Talvez por isso Vianna não tenha se preocupado em tratar da inferioridade dos “bárbaros” ou “elementos negros e indígenas” em Raça e Assimilação. Isso só é realizado com mais profundidade no último capítulo em resposta às críticas de Arthur Ramos a sua crença na hierarquia de raças. Na medida em que tudo indicava que o branqueamento da sociedade brasileira era certo, o autor estava livre para tratar apenas dos imigrantes eurobrancos. Assim, dedicou-se quase que exclusivamente nessa obra a discutir e a elaborar proposições para otimizar os processos de alocação das “raças superiores”, leia-se, “arianos” no território brasileiro.
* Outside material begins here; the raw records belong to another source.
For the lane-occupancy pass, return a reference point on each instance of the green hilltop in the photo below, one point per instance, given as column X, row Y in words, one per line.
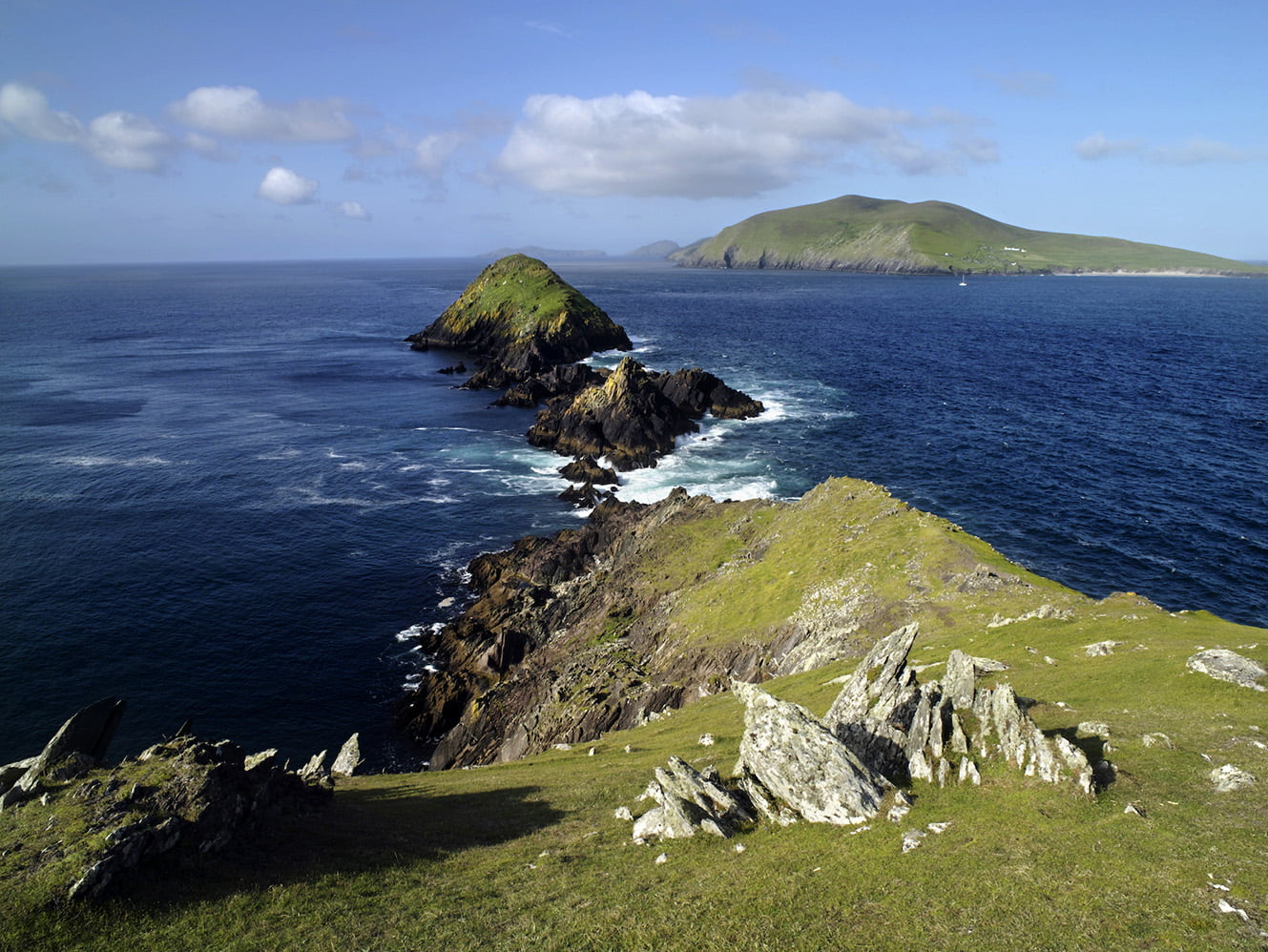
column 859, row 234
column 529, row 855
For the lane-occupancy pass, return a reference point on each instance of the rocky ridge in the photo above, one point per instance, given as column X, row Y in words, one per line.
column 883, row 732
column 528, row 327
column 605, row 625
column 77, row 827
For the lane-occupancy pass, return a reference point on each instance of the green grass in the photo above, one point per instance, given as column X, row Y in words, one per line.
column 931, row 236
column 528, row 855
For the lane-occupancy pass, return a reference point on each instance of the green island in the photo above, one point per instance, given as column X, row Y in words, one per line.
column 859, row 234
column 621, row 710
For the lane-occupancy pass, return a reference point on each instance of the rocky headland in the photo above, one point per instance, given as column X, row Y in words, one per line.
column 528, row 328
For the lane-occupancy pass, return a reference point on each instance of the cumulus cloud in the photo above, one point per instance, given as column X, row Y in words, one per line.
column 353, row 209
column 644, row 145
column 284, row 187
column 118, row 139
column 239, row 112
column 27, row 111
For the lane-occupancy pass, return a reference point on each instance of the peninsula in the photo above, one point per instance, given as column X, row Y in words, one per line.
column 859, row 234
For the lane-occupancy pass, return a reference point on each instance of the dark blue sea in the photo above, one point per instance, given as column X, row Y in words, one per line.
column 231, row 493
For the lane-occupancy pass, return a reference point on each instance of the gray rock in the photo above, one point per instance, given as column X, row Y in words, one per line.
column 1228, row 778
column 347, row 758
column 1101, row 648
column 81, row 740
column 787, row 755
column 1222, row 665
column 689, row 801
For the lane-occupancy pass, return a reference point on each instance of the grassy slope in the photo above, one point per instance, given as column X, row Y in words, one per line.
column 528, row 855
column 935, row 236
column 525, row 298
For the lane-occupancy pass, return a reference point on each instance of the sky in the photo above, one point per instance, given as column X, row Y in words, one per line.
column 146, row 132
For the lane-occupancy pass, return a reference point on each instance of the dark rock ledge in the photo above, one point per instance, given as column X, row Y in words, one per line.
column 527, row 326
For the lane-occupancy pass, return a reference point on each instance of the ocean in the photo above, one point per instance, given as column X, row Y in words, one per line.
column 231, row 493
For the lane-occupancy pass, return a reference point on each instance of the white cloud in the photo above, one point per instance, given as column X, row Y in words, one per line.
column 1194, row 151
column 353, row 209
column 118, row 139
column 1025, row 83
column 743, row 145
column 27, row 111
column 1198, row 150
column 128, row 141
column 1099, row 146
column 287, row 188
column 239, row 112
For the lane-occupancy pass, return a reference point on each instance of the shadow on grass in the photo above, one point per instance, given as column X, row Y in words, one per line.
column 364, row 831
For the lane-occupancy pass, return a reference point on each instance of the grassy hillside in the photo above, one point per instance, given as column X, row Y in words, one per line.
column 528, row 855
column 854, row 232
Certamente as questões mais difíceis de transpor eram as que envolviam a mestiçagem e o meio tropical degenerante – frente a imigração eurobranca. Assim como a miscigenação era um processo irreversível na população brasileira, o meio (clima) tropical era imanente ao território. Talvez por isso estes fossem temas motrizes nas proposições de Vianna. Então, qual ou quais foram suas saídas?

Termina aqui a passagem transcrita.